I reach into the fruit bowl for a grape, roll it around my mouth. You once called me your little rebel, said I’d never be like them, not like any of the cardboard cut-outs who live in cities. But you manipulated me—that’s what they all said. What would you think of me now? Not much of a rebel, not enough for you.
Mum walks around the bench towards me, still carrying the wooden spoon, unaware it’s dripping sauce on her expensive slate floor. She’s smiling. She remains Ms Positive Thinking, even as your release date is burning holes in my handbag.
‘You know, I’ve actually been thinking lately that it’s time we went somewhere together,’ she says. ‘Maybe a nice beach holiday? You know, cocktails and girly chats, and…’
Shoes?I feel like adding.Fake smiles?
But I nod and listen like a good daughter. There’s power in this, knowing something that she doesn’t. I kind of like it.
‘We can even bring Dad along?’ she adds. ‘Of course, he’d stay in another room, another hotel even—’
‘Australia?’ I say, interrupting, and surprising myself.
I regret the word as soon as it’s out. Her mouth opens, then she goes as still as the lasagne dish. I want to wrap my fingers around the release date numbers in your letter, hold them tight in my palm, keep them only for me. If she sees them, I’ll lose this tiny shred of power. She’ll see inside my head and find you there. She’ll own you, too.
She holds my gaze.
‘No,’ she says quietly. ‘Not there.’
I reach for a dish cloth and wipe the sauce drops off the floor, avoiding eye contact. ‘It might be good for me to go back. A kind of purging. Cleaning out the system.’
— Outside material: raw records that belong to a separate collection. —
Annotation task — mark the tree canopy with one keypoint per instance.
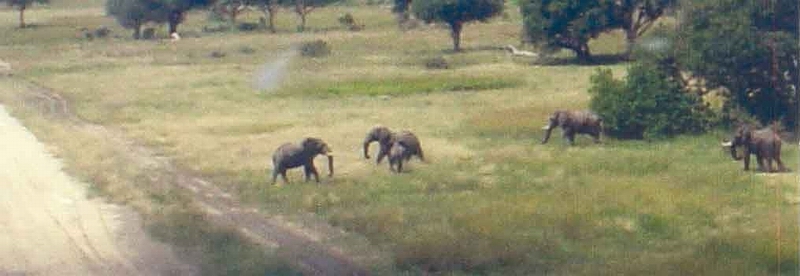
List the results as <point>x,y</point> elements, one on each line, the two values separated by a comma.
<point>748,47</point>
<point>132,14</point>
<point>22,5</point>
<point>455,13</point>
<point>570,24</point>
I shrug. Why don’t I just take the letter from the handbag, show her and tell her I don’t know how I feel about it? Tell her I need help.
Because I’m a coward.
Because I hate her hold on me.
Because you’re the secret she doesn’t have. You’re my power.
‘No,’ she says again. When she drops the spoon, it bounces on the tiles and sprays globs of sauce onto the cupboard doors. ‘You’re going back to the psychiatrist.’
I glance at my handbag. It wouldn’t take much: just dip my hand in, take the letter out, unfold it and lay it on the bench. She would do the rest, take over and sort everything, like she always does. I stare out the window so I don’t look at her. I can’t.
It’s dark as midnight outside, though it’s not late. Perhaps there’s another stalker staring in at us as I stare out. Perhaps the letter is wrong and you’re already here, waiting for me to leave Mum’s, ready to follow.
Would you?
You said once that you could never let me go, that you’d find me anywhere.
Mum is frowning, chewing her lip, the way she looks at art she’s considering for her gallery, the expression she uses when she’s trying to work out if it’s a fake.
‘Dad said Sydney was nice.’
I hear the question mark in my voice. Even now, asking for approval. And why Sydney? I’ve never wanted to go there. Sydney is just another big city; the only difference is it’s closer to you. Sydney is where my parents went for a weekend when I was recovering in hospital in Perth.
‘It won’t help,’ she says. ‘Going back there.’
Maybe she thinks I’m regressing, choosing you over her again. You over the world. I guess that was always her biggest fear: that your hold on me would trump everything.
‘I thought you’d stopped thinking about all that,’ she adds. ‘What’s happened?’
‘Nothing.’
My heart’s beating so fast I think it’s going to explode. I can’t do this. I don’t want her to know. Not your release date, not anything we share.
‘You can’t go back,’ she says finally, firmly.
And she’s right, of course she is. I know it with the certainty that snow melts, spring comes. But she’s also wrong. And I want to shout at her until she knows it too. I want her to feel what it’s like in my head: wanting something awful and wrong and not knowing what to do about it. I want her to know what it’s like to be me.